São investigações feitas pela CGU por determinação do ministro do Supremo Tribunal Federal Flávio Dino, relator da ADPF (Arguição de Descumprimento de Preceito Fundamental) 854, em que se cobram auditorias em 100% das emendas parlamentares direcionadas a Organizações Não Governamentais (ONGs) e Organizações da Sociedade Civil (OSCs).

No caso das emendas da senadora sul-mato-grossense, trata-se de duas emendas parlamentares direcionadas ao Instituto de Desenvolvimento Socioambiental (IDS), nos anos de 2023 e 2024.

A primeira delas, de R$ 7,48 milhões, era para a capacitação e ações de fortalecimento da agricultura e pecuária do Estado de Mato Grosso do Sul, com ênfase no município de Naviraí (MS), e a outra, mais abrangente, era para “promover a produção, transferência de conhecimento, tecnologia e inovação, através da realização de feiras e ações de qualificação para os produtores rurais dos municípios de Aquidauana, Coxim e Naviraí no Estado do Mato Grosso do Sul”.

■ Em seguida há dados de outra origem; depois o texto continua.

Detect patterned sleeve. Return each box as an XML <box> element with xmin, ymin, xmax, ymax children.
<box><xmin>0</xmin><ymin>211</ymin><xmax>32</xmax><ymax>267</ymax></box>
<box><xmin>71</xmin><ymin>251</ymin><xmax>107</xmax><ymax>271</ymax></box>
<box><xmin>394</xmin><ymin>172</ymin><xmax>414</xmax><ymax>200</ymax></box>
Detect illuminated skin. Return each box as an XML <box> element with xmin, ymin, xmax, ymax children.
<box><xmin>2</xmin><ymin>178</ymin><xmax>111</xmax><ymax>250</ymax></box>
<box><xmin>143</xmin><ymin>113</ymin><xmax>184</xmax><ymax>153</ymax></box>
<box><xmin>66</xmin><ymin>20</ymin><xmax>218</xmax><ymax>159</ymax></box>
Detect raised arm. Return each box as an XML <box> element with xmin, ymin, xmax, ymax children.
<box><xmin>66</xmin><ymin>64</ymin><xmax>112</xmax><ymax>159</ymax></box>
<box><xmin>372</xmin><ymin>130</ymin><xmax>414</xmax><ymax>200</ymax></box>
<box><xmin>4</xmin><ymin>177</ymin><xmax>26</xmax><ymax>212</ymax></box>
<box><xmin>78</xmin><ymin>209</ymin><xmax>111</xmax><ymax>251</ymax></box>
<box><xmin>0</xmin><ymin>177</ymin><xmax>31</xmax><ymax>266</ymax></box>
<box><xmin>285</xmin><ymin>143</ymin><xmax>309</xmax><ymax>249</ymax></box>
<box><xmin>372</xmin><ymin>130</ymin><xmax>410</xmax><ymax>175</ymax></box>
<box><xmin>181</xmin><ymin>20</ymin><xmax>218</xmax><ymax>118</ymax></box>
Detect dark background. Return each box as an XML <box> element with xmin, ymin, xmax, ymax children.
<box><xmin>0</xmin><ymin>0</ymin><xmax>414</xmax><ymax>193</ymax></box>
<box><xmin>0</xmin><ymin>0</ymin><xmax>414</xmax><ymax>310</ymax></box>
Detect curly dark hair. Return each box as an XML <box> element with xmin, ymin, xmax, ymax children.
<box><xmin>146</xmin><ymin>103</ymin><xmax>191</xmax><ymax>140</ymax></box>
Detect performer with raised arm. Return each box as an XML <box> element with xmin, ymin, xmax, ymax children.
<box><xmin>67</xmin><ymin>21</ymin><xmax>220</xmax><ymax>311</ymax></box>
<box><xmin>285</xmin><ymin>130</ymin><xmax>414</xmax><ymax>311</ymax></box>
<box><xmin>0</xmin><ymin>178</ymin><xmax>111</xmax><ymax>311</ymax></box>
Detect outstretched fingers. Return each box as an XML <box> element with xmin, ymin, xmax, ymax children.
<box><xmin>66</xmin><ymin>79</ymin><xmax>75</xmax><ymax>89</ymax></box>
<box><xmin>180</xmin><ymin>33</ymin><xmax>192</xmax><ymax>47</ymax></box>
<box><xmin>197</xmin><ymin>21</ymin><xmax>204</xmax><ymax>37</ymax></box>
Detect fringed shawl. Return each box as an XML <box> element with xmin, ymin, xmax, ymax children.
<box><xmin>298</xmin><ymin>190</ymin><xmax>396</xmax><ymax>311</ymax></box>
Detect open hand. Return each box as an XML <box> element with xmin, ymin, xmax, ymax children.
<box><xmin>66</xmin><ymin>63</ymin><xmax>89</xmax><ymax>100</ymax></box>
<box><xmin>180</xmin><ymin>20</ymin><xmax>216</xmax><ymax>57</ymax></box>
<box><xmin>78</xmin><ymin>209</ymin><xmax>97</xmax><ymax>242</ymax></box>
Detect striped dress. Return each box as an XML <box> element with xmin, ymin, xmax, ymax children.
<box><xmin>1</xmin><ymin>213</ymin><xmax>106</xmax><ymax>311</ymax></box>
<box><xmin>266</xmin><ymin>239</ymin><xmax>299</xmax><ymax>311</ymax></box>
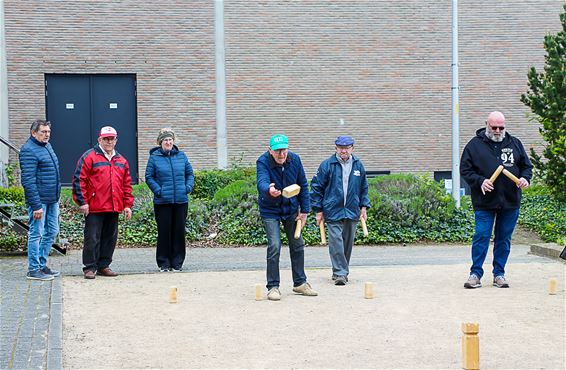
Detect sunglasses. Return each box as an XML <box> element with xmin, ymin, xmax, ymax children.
<box><xmin>489</xmin><ymin>126</ymin><xmax>505</xmax><ymax>131</ymax></box>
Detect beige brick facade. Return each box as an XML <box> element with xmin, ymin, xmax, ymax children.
<box><xmin>4</xmin><ymin>0</ymin><xmax>563</xmax><ymax>177</ymax></box>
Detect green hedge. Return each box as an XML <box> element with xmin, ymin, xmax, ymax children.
<box><xmin>519</xmin><ymin>186</ymin><xmax>566</xmax><ymax>245</ymax></box>
<box><xmin>0</xmin><ymin>168</ymin><xmax>566</xmax><ymax>250</ymax></box>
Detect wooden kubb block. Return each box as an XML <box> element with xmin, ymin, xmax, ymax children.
<box><xmin>283</xmin><ymin>184</ymin><xmax>301</xmax><ymax>198</ymax></box>
<box><xmin>462</xmin><ymin>323</ymin><xmax>480</xmax><ymax>369</ymax></box>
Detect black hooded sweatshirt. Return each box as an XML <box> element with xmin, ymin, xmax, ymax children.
<box><xmin>460</xmin><ymin>127</ymin><xmax>533</xmax><ymax>211</ymax></box>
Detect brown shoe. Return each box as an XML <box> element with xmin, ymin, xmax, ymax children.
<box><xmin>98</xmin><ymin>267</ymin><xmax>118</xmax><ymax>277</ymax></box>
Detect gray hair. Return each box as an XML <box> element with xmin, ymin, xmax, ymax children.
<box><xmin>29</xmin><ymin>119</ymin><xmax>51</xmax><ymax>133</ymax></box>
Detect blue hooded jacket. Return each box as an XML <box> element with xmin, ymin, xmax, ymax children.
<box><xmin>256</xmin><ymin>151</ymin><xmax>310</xmax><ymax>220</ymax></box>
<box><xmin>20</xmin><ymin>136</ymin><xmax>61</xmax><ymax>211</ymax></box>
<box><xmin>145</xmin><ymin>145</ymin><xmax>195</xmax><ymax>204</ymax></box>
<box><xmin>311</xmin><ymin>154</ymin><xmax>370</xmax><ymax>221</ymax></box>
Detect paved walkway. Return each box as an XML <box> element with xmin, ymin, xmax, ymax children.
<box><xmin>0</xmin><ymin>245</ymin><xmax>560</xmax><ymax>369</ymax></box>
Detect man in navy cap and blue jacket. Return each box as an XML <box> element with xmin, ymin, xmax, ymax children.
<box><xmin>256</xmin><ymin>134</ymin><xmax>318</xmax><ymax>301</ymax></box>
<box><xmin>311</xmin><ymin>136</ymin><xmax>370</xmax><ymax>285</ymax></box>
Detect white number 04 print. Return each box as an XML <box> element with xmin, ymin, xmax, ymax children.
<box><xmin>501</xmin><ymin>148</ymin><xmax>515</xmax><ymax>166</ymax></box>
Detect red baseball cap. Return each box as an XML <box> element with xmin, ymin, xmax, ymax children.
<box><xmin>98</xmin><ymin>126</ymin><xmax>118</xmax><ymax>137</ymax></box>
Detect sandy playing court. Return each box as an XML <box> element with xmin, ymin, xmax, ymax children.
<box><xmin>63</xmin><ymin>262</ymin><xmax>566</xmax><ymax>369</ymax></box>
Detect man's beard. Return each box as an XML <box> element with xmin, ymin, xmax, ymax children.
<box><xmin>485</xmin><ymin>130</ymin><xmax>505</xmax><ymax>143</ymax></box>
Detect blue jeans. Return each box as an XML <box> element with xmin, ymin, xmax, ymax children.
<box><xmin>28</xmin><ymin>203</ymin><xmax>59</xmax><ymax>271</ymax></box>
<box><xmin>470</xmin><ymin>208</ymin><xmax>519</xmax><ymax>278</ymax></box>
<box><xmin>326</xmin><ymin>219</ymin><xmax>358</xmax><ymax>276</ymax></box>
<box><xmin>263</xmin><ymin>217</ymin><xmax>307</xmax><ymax>289</ymax></box>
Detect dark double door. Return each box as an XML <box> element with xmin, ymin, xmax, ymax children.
<box><xmin>45</xmin><ymin>74</ymin><xmax>138</xmax><ymax>185</ymax></box>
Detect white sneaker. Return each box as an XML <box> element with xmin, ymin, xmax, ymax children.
<box><xmin>267</xmin><ymin>287</ymin><xmax>281</xmax><ymax>301</ymax></box>
<box><xmin>493</xmin><ymin>275</ymin><xmax>509</xmax><ymax>288</ymax></box>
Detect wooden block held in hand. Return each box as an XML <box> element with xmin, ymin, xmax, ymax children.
<box><xmin>503</xmin><ymin>170</ymin><xmax>519</xmax><ymax>185</ymax></box>
<box><xmin>283</xmin><ymin>184</ymin><xmax>301</xmax><ymax>198</ymax></box>
<box><xmin>489</xmin><ymin>164</ymin><xmax>503</xmax><ymax>184</ymax></box>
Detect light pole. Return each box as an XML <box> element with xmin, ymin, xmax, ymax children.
<box><xmin>452</xmin><ymin>0</ymin><xmax>460</xmax><ymax>208</ymax></box>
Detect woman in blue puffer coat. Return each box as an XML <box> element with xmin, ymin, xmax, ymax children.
<box><xmin>145</xmin><ymin>128</ymin><xmax>195</xmax><ymax>272</ymax></box>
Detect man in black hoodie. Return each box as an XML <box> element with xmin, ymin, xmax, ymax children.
<box><xmin>460</xmin><ymin>112</ymin><xmax>533</xmax><ymax>289</ymax></box>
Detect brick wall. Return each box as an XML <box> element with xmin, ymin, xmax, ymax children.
<box><xmin>5</xmin><ymin>0</ymin><xmax>216</xmax><ymax>173</ymax></box>
<box><xmin>5</xmin><ymin>0</ymin><xmax>562</xmax><ymax>177</ymax></box>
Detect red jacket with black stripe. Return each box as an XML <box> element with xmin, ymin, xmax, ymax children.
<box><xmin>73</xmin><ymin>144</ymin><xmax>134</xmax><ymax>213</ymax></box>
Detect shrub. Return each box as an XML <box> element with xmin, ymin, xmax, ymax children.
<box><xmin>192</xmin><ymin>168</ymin><xmax>255</xmax><ymax>199</ymax></box>
<box><xmin>519</xmin><ymin>186</ymin><xmax>566</xmax><ymax>245</ymax></box>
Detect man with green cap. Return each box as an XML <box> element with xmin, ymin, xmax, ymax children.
<box><xmin>256</xmin><ymin>134</ymin><xmax>318</xmax><ymax>301</ymax></box>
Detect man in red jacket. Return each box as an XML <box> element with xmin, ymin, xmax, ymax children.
<box><xmin>73</xmin><ymin>126</ymin><xmax>134</xmax><ymax>279</ymax></box>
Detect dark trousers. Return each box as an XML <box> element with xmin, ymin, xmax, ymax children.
<box><xmin>263</xmin><ymin>217</ymin><xmax>307</xmax><ymax>290</ymax></box>
<box><xmin>83</xmin><ymin>212</ymin><xmax>120</xmax><ymax>271</ymax></box>
<box><xmin>153</xmin><ymin>203</ymin><xmax>188</xmax><ymax>270</ymax></box>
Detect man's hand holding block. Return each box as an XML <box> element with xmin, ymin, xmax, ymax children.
<box><xmin>283</xmin><ymin>184</ymin><xmax>301</xmax><ymax>198</ymax></box>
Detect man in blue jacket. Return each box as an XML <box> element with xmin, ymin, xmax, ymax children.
<box><xmin>256</xmin><ymin>134</ymin><xmax>318</xmax><ymax>301</ymax></box>
<box><xmin>311</xmin><ymin>136</ymin><xmax>370</xmax><ymax>285</ymax></box>
<box><xmin>20</xmin><ymin>120</ymin><xmax>61</xmax><ymax>280</ymax></box>
<box><xmin>460</xmin><ymin>112</ymin><xmax>533</xmax><ymax>289</ymax></box>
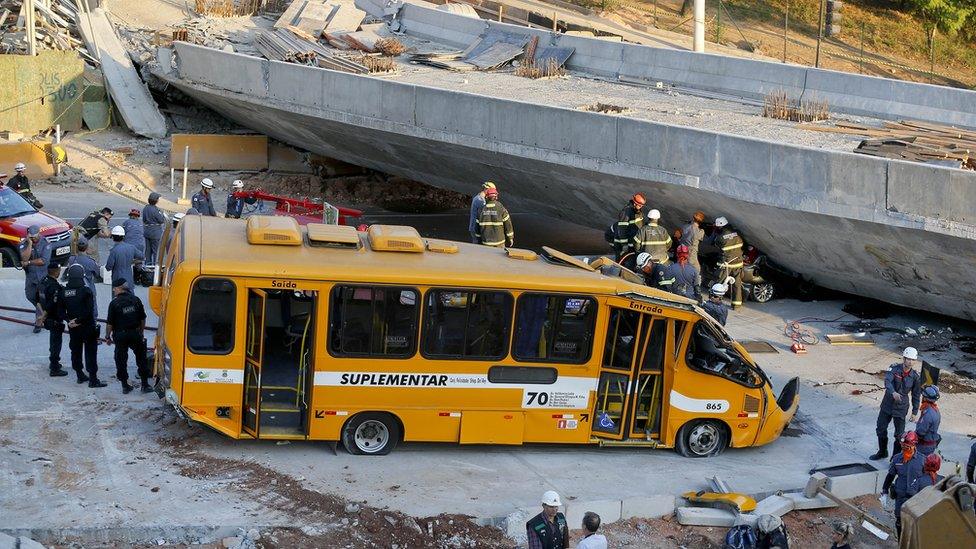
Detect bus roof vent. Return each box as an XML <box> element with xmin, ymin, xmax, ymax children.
<box><xmin>247</xmin><ymin>215</ymin><xmax>302</xmax><ymax>246</ymax></box>
<box><xmin>367</xmin><ymin>225</ymin><xmax>424</xmax><ymax>253</ymax></box>
<box><xmin>305</xmin><ymin>223</ymin><xmax>360</xmax><ymax>250</ymax></box>
<box><xmin>505</xmin><ymin>248</ymin><xmax>539</xmax><ymax>261</ymax></box>
<box><xmin>427</xmin><ymin>240</ymin><xmax>458</xmax><ymax>254</ymax></box>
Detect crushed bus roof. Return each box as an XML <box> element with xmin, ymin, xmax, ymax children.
<box><xmin>175</xmin><ymin>215</ymin><xmax>690</xmax><ymax>308</ymax></box>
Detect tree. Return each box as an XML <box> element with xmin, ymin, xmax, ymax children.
<box><xmin>907</xmin><ymin>0</ymin><xmax>976</xmax><ymax>48</ymax></box>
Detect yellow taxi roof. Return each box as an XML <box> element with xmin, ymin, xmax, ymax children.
<box><xmin>181</xmin><ymin>215</ymin><xmax>691</xmax><ymax>305</ymax></box>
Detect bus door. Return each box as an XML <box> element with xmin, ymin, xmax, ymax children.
<box><xmin>244</xmin><ymin>288</ymin><xmax>318</xmax><ymax>438</ymax></box>
<box><xmin>593</xmin><ymin>307</ymin><xmax>667</xmax><ymax>440</ymax></box>
<box><xmin>242</xmin><ymin>289</ymin><xmax>268</xmax><ymax>438</ymax></box>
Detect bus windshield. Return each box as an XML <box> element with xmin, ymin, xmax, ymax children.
<box><xmin>687</xmin><ymin>320</ymin><xmax>766</xmax><ymax>387</ymax></box>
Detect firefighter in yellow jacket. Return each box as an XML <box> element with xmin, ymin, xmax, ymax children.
<box><xmin>475</xmin><ymin>189</ymin><xmax>515</xmax><ymax>248</ymax></box>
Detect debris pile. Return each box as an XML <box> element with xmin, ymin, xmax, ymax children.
<box><xmin>0</xmin><ymin>0</ymin><xmax>98</xmax><ymax>61</ymax></box>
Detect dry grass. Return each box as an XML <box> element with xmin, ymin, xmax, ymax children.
<box><xmin>763</xmin><ymin>91</ymin><xmax>830</xmax><ymax>122</ymax></box>
<box><xmin>374</xmin><ymin>38</ymin><xmax>407</xmax><ymax>57</ymax></box>
<box><xmin>515</xmin><ymin>57</ymin><xmax>566</xmax><ymax>78</ymax></box>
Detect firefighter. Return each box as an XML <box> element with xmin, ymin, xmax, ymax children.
<box><xmin>191</xmin><ymin>177</ymin><xmax>217</xmax><ymax>217</ymax></box>
<box><xmin>38</xmin><ymin>263</ymin><xmax>68</xmax><ymax>377</ymax></box>
<box><xmin>63</xmin><ymin>265</ymin><xmax>105</xmax><ymax>388</ymax></box>
<box><xmin>702</xmin><ymin>283</ymin><xmax>729</xmax><ymax>326</ymax></box>
<box><xmin>664</xmin><ymin>244</ymin><xmax>701</xmax><ymax>301</ymax></box>
<box><xmin>637</xmin><ymin>210</ymin><xmax>671</xmax><ymax>266</ymax></box>
<box><xmin>525</xmin><ymin>490</ymin><xmax>569</xmax><ymax>549</ymax></box>
<box><xmin>475</xmin><ymin>189</ymin><xmax>515</xmax><ymax>248</ymax></box>
<box><xmin>7</xmin><ymin>162</ymin><xmax>44</xmax><ymax>210</ymax></box>
<box><xmin>711</xmin><ymin>217</ymin><xmax>744</xmax><ymax>310</ymax></box>
<box><xmin>468</xmin><ymin>181</ymin><xmax>497</xmax><ymax>244</ymax></box>
<box><xmin>18</xmin><ymin>225</ymin><xmax>51</xmax><ymax>334</ymax></box>
<box><xmin>224</xmin><ymin>179</ymin><xmax>258</xmax><ymax>219</ymax></box>
<box><xmin>636</xmin><ymin>252</ymin><xmax>671</xmax><ymax>290</ymax></box>
<box><xmin>142</xmin><ymin>192</ymin><xmax>166</xmax><ymax>265</ymax></box>
<box><xmin>62</xmin><ymin>236</ymin><xmax>102</xmax><ymax>318</ymax></box>
<box><xmin>881</xmin><ymin>431</ymin><xmax>924</xmax><ymax>536</ymax></box>
<box><xmin>612</xmin><ymin>193</ymin><xmax>647</xmax><ymax>263</ymax></box>
<box><xmin>870</xmin><ymin>347</ymin><xmax>922</xmax><ymax>459</ymax></box>
<box><xmin>678</xmin><ymin>210</ymin><xmax>705</xmax><ymax>286</ymax></box>
<box><xmin>122</xmin><ymin>208</ymin><xmax>146</xmax><ymax>257</ymax></box>
<box><xmin>72</xmin><ymin>207</ymin><xmax>115</xmax><ymax>263</ymax></box>
<box><xmin>913</xmin><ymin>454</ymin><xmax>945</xmax><ymax>494</ymax></box>
<box><xmin>915</xmin><ymin>385</ymin><xmax>942</xmax><ymax>456</ymax></box>
<box><xmin>105</xmin><ymin>278</ymin><xmax>152</xmax><ymax>394</ymax></box>
<box><xmin>105</xmin><ymin>226</ymin><xmax>144</xmax><ymax>290</ymax></box>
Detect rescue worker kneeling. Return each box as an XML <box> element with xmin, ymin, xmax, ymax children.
<box><xmin>105</xmin><ymin>278</ymin><xmax>152</xmax><ymax>394</ymax></box>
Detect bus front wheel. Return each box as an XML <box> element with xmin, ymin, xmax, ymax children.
<box><xmin>675</xmin><ymin>419</ymin><xmax>729</xmax><ymax>457</ymax></box>
<box><xmin>342</xmin><ymin>412</ymin><xmax>400</xmax><ymax>456</ymax></box>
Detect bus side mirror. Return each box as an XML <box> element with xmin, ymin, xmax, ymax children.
<box><xmin>149</xmin><ymin>286</ymin><xmax>165</xmax><ymax>316</ymax></box>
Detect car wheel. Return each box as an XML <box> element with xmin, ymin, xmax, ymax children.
<box><xmin>752</xmin><ymin>282</ymin><xmax>776</xmax><ymax>303</ymax></box>
<box><xmin>0</xmin><ymin>246</ymin><xmax>20</xmax><ymax>267</ymax></box>
<box><xmin>342</xmin><ymin>412</ymin><xmax>400</xmax><ymax>456</ymax></box>
<box><xmin>675</xmin><ymin>419</ymin><xmax>729</xmax><ymax>458</ymax></box>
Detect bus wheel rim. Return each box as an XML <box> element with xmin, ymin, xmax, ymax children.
<box><xmin>354</xmin><ymin>419</ymin><xmax>390</xmax><ymax>454</ymax></box>
<box><xmin>688</xmin><ymin>423</ymin><xmax>719</xmax><ymax>456</ymax></box>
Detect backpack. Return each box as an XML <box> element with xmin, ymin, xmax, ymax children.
<box><xmin>723</xmin><ymin>524</ymin><xmax>757</xmax><ymax>549</ymax></box>
<box><xmin>78</xmin><ymin>210</ymin><xmax>102</xmax><ymax>238</ymax></box>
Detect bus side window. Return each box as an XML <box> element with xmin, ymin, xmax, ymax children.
<box><xmin>512</xmin><ymin>294</ymin><xmax>597</xmax><ymax>364</ymax></box>
<box><xmin>186</xmin><ymin>278</ymin><xmax>237</xmax><ymax>355</ymax></box>
<box><xmin>603</xmin><ymin>309</ymin><xmax>640</xmax><ymax>370</ymax></box>
<box><xmin>423</xmin><ymin>290</ymin><xmax>514</xmax><ymax>360</ymax></box>
<box><xmin>329</xmin><ymin>286</ymin><xmax>417</xmax><ymax>358</ymax></box>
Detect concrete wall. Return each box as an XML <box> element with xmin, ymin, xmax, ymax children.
<box><xmin>176</xmin><ymin>41</ymin><xmax>976</xmax><ymax>231</ymax></box>
<box><xmin>0</xmin><ymin>51</ymin><xmax>85</xmax><ymax>135</ymax></box>
<box><xmin>392</xmin><ymin>0</ymin><xmax>976</xmax><ymax>128</ymax></box>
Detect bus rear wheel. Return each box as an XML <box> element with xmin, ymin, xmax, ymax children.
<box><xmin>675</xmin><ymin>419</ymin><xmax>729</xmax><ymax>457</ymax></box>
<box><xmin>342</xmin><ymin>412</ymin><xmax>400</xmax><ymax>456</ymax></box>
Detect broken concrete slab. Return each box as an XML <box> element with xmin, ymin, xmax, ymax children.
<box><xmin>566</xmin><ymin>499</ymin><xmax>620</xmax><ymax>528</ymax></box>
<box><xmin>620</xmin><ymin>494</ymin><xmax>676</xmax><ymax>519</ymax></box>
<box><xmin>753</xmin><ymin>495</ymin><xmax>793</xmax><ymax>517</ymax></box>
<box><xmin>783</xmin><ymin>492</ymin><xmax>837</xmax><ymax>511</ymax></box>
<box><xmin>78</xmin><ymin>8</ymin><xmax>166</xmax><ymax>138</ymax></box>
<box><xmin>675</xmin><ymin>507</ymin><xmax>738</xmax><ymax>527</ymax></box>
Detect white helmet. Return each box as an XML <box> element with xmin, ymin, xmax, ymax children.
<box><xmin>637</xmin><ymin>252</ymin><xmax>651</xmax><ymax>269</ymax></box>
<box><xmin>542</xmin><ymin>490</ymin><xmax>563</xmax><ymax>507</ymax></box>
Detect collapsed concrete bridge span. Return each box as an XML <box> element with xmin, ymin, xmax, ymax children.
<box><xmin>157</xmin><ymin>0</ymin><xmax>976</xmax><ymax>319</ymax></box>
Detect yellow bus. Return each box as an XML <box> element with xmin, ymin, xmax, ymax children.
<box><xmin>150</xmin><ymin>215</ymin><xmax>799</xmax><ymax>457</ymax></box>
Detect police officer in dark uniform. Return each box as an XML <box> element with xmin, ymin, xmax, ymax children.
<box><xmin>525</xmin><ymin>490</ymin><xmax>569</xmax><ymax>549</ymax></box>
<box><xmin>38</xmin><ymin>263</ymin><xmax>68</xmax><ymax>377</ymax></box>
<box><xmin>871</xmin><ymin>347</ymin><xmax>922</xmax><ymax>459</ymax></box>
<box><xmin>105</xmin><ymin>278</ymin><xmax>152</xmax><ymax>394</ymax></box>
<box><xmin>62</xmin><ymin>264</ymin><xmax>105</xmax><ymax>388</ymax></box>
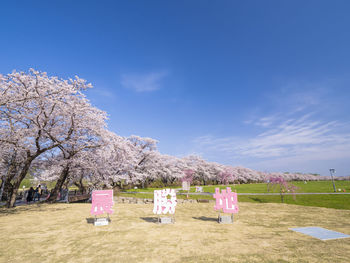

A CGU entendeu que os planos de trabalho apresentados pelo IDS são pouco detalhados, além de não falarem em metas e não apresentarem instrumentos para aferir os resultados. Também não há transparência sobre a destinação e disponibilização dos recursos na conta do IDS, o que dificulta o rastreio dos valores pelas autoridades federais.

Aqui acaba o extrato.